At 14, and assuming the income is earned and reported on her tax return as eligible compensation (such as wages reportable on a W-2), a retirement savings account would be an option. Given she most likely has no other income and therefore, is in a low tax bracket, a Roth IRA could work if she would prefer to save/invest the funds for retirement.
The good news is that your daughter can take her $1000 and open a college savings account. Research your state’s 529 College Savings Plan. These plans offer a variety of investments and in some states there are tax incentives to save. Distributions are tax-free when used for qualified higher education expenses such as tuition, fees, room, and board.

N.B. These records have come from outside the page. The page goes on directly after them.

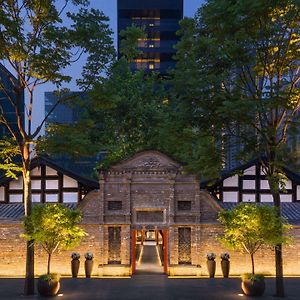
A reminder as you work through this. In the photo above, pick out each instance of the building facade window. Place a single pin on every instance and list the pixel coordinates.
(184, 205)
(114, 205)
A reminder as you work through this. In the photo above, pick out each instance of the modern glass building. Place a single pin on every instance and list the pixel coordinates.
(160, 18)
(64, 113)
(8, 82)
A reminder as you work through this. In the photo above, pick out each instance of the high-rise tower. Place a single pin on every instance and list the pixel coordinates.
(160, 18)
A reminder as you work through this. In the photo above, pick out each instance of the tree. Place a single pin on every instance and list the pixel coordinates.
(54, 227)
(37, 46)
(248, 227)
(243, 57)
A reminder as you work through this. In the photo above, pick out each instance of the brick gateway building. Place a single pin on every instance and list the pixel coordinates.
(145, 196)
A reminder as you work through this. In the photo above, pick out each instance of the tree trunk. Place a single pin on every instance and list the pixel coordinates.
(278, 253)
(29, 277)
(252, 262)
(48, 266)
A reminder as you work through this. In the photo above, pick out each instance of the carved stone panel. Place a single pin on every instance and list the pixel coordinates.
(184, 245)
(114, 245)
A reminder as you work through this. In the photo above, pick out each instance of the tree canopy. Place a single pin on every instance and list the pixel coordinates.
(54, 227)
(248, 227)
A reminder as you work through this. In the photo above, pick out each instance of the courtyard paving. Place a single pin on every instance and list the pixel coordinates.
(150, 287)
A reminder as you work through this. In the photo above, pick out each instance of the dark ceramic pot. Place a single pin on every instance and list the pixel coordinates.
(75, 267)
(211, 268)
(88, 266)
(253, 287)
(48, 288)
(225, 266)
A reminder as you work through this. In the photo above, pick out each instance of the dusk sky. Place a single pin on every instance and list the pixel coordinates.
(109, 7)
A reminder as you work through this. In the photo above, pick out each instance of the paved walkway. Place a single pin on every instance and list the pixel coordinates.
(150, 287)
(150, 261)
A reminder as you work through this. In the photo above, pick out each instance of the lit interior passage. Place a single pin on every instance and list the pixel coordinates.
(149, 252)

Even if she opens a 529 account in her name, the balance will be counted as a parental asset on the Free Application for Federal Student Aid (FAFSA). This is favorable to your daughter because parental assets are weighed far less heavily when preparing financial aid calculations.
The $1000 initial deposit would be a jumpstart to greater savings. Your daughter can continue to contribute and other family members are also eligible to make deposits on her behalf.
Also, consider working with a CPA/PFS in your area if you need assistance with this process from a planning perspective. www.findacpapfs.org.